Test Catalog

Test ID: SLC1Q    
Solute Carrier Organic Anion Transporter Family Member 1B1 (SLCO1B1) Genotype, Statin, Varies

Useful For Suggests clinical disorders or settings where the test may be helpful

Predicting risk for statin-associated myopathy in patients beginning statin therapy, especially simvastatin therapy


Determining a potential statin lipid lowering response, especially when using pravastatin

Genetics Test Information Provides information that may help with selection of the correct genetic test or proper submission of the test request

This is a pharmacogenomics test for genotype for the rs4149056 (c.521T>C) variant found in the *5, *15, and *17 alleles, and rs4149015 (c.-910G>A) found in the *17 and *21 alleles.

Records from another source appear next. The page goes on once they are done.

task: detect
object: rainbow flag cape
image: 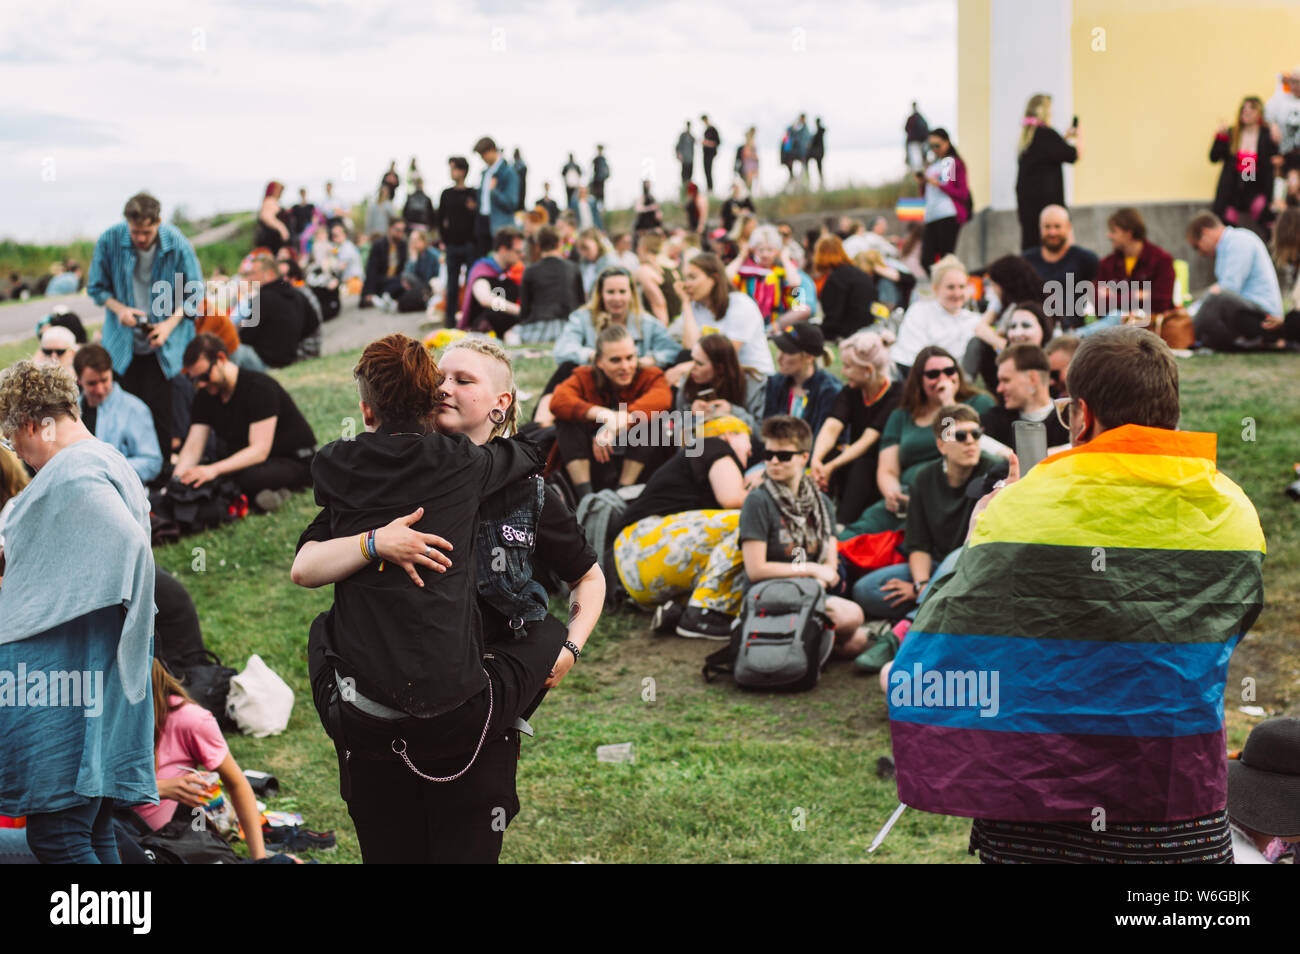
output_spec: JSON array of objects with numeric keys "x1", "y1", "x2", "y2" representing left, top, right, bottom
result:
[
  {"x1": 888, "y1": 425, "x2": 1265, "y2": 822},
  {"x1": 895, "y1": 197, "x2": 925, "y2": 222}
]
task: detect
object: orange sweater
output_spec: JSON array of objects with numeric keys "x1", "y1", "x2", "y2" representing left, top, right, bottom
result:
[{"x1": 550, "y1": 364, "x2": 672, "y2": 422}]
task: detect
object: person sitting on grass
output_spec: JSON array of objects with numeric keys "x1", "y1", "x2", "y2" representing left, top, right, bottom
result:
[
  {"x1": 673, "y1": 333, "x2": 766, "y2": 432},
  {"x1": 613, "y1": 415, "x2": 752, "y2": 623},
  {"x1": 175, "y1": 334, "x2": 317, "y2": 512},
  {"x1": 763, "y1": 322, "x2": 842, "y2": 443},
  {"x1": 849, "y1": 403, "x2": 997, "y2": 671},
  {"x1": 73, "y1": 344, "x2": 163, "y2": 485},
  {"x1": 980, "y1": 342, "x2": 1070, "y2": 450},
  {"x1": 719, "y1": 415, "x2": 868, "y2": 655},
  {"x1": 548, "y1": 324, "x2": 673, "y2": 500},
  {"x1": 839, "y1": 345, "x2": 994, "y2": 539},
  {"x1": 810, "y1": 330, "x2": 901, "y2": 525}
]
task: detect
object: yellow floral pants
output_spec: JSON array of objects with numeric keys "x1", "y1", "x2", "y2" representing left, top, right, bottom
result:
[{"x1": 613, "y1": 510, "x2": 747, "y2": 616}]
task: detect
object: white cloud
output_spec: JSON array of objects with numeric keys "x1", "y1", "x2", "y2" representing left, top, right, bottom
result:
[{"x1": 1, "y1": 0, "x2": 956, "y2": 242}]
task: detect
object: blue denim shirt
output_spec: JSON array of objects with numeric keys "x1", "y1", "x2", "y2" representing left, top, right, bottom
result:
[
  {"x1": 1215, "y1": 226, "x2": 1283, "y2": 315},
  {"x1": 88, "y1": 222, "x2": 201, "y2": 378},
  {"x1": 91, "y1": 386, "x2": 162, "y2": 483},
  {"x1": 475, "y1": 474, "x2": 549, "y2": 629}
]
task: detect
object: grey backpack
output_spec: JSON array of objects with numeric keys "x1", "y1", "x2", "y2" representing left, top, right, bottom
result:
[{"x1": 702, "y1": 577, "x2": 834, "y2": 692}]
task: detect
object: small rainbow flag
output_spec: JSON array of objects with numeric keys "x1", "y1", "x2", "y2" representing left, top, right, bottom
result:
[
  {"x1": 888, "y1": 425, "x2": 1265, "y2": 823},
  {"x1": 895, "y1": 197, "x2": 926, "y2": 222}
]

Presence of the *5 allele is associated with an increased risk for simvastatin-associated myopathy.

Clinical Information Discusses physiology, pathophysiology, and general clinical aspects, as they relate to a laboratory test

The most common adverse drug reaction associated with statins is skeletal muscle toxicity, which can include myalgia (with and without elevated creatine kinase levels), muscle weakness, muscle cramps, myositis, and rhabdomyolysis.(1) Rhabdomyolysis, while rare, is of clinical concern because of the risk for death as a result of cardiac arrhythmia, renal failure, and disseminated intravascular coagulation. While the underlying causes of statin-associated myopathy are not known, several hypotheses have been formulated, including those related to the biochemical pathway of cholesterol synthesis inhibition and statin metabolism.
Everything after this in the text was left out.